По обе стороны стены — страница 16 из 50

Хорст приобнял девушку за талию и осторожно повел.

– Надеюсь, я не сболтнул лишнего, – добавил он; его широкая грудь легонько вибрировала, пока он говорил. – Да и вообще, какая разница? Все равно жилье распределяют исходя из коллективных нужд.

Лиза подавила вздох и уставилась на узел его галстука. «Ну вот, – подумала она. – Опять вернулся робот Хорст».

– Но даже я вижу, что коллективные нужды не всегда позволяют вздохнуть свободно. Четыре взрослых и ребенок… это много, даже для такой просторной квартиры, как ваша. – Он замедлил темп танца, и Лиза запрокинула голову, чтобы заглянуть ему в глаза. – Просто знай: если тебе понадобится отдельная комната или ты решишь, что тебе тесновато…

Лиза отступила назад.

– Хорст, ты не так понял…

– Дай договорить, пожалуйста. Пусть даже домочадцы станут тебе помогать, но поднимать ребенка в одиночку очень тяжело. – Он примолк ненадолго, будто ждал, что Лиза начнет возражать, но она не проронила ни слова. А что сказать, если Хорст обсуждает планы, которые никогда не осуществятся? – Твоя семья растет, скоро и у Анны с Паулем появятся свои дети. Тогда в вашей квартире станет совсем тесно.

«Но к тому времени я уже буду там, где и должна быть», – подумала она.

– Лиза, я всегда тебя обожал и хочу подчеркнуть: для меня было бы огромным счастьем и честью стать частью твоей жизни – более важной, чем сейчас. Частью жизни твоего ребенка, значительной частью.

У Лизы вспыхнули щеки, и она отвела взгляд, не в силах видеть на лице Хорста надежду.
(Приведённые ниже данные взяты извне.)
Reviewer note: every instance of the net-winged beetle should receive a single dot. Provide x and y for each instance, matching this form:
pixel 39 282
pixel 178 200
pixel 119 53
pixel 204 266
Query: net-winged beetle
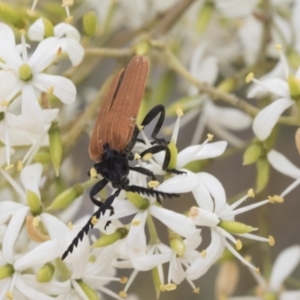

Она ведь никогда не позволяла ему думать, будто между ними может быть что-то, кроме дружбы, да и то только из любви к Паулю. Лиза не хотела ставить Хорста в неловкое положение, но с чего он взял, что сейчас время для таких разговоров?

Она сделала глубокий вдох, мечтая, чтобы парень не воспринял ее колебания близко к сердцу. Но отказывать ему напрямую Лиза тоже поостереглась. Опасно подбрасывать ему мысль, что она собирается растить ребенка за пределами Восточного Берлина. Как-никак Хорст служит в народной полиции и его натренировали подозревать всех и вся.

– Спасибо, – улыбнулась Лиза и пожала ему руку, стараясь выглядеть искренней. – Правда, Хорст, я очень благодарна. Сегодня у Пауля великий день, и мне не хотелось бы его портить и строить непродуманные планы. Но я обещаю поразмыслить над твоими словами.

Удрученное лицо приятеля прояснилось, и он, наклонившись, чмокнул ее в щеку и сказал:

– Вот и славно.

12 апреля 1962 года

Лиза,

мы уже несколько месяцев копаем, я страшно устал, но целыми днями думаю только о тебе – о тебе и о нашем малыше. Я знаю, что ставлю на кон собственную жизнь, строя тоннель, но этот труд в каком-то смысле освобождает меня, если можно так выразиться: по крайней мере, мне есть куда направить силы и энергию. Конкретное дело, на которое можно переключить внимание, чтобы не предаваться мрачным мыслям.

С огромной любовью,

Ули

Глава 16

Апрель 1962 года

Ули спустился в подвал кнайпе и вдохнул металлический запах свежевскопанной земли. Прислушиваясь к отдаленному стуку и шороху лопат в тоннеле, парень расстегнул рубашку и переоделся в пыльные рабочие штаны, висевшие на вбитом Юргеном в стену гвозде, взял кирку с налипшими на лезвие комьями грязи и засунул ее в свободную шлевку на поясе.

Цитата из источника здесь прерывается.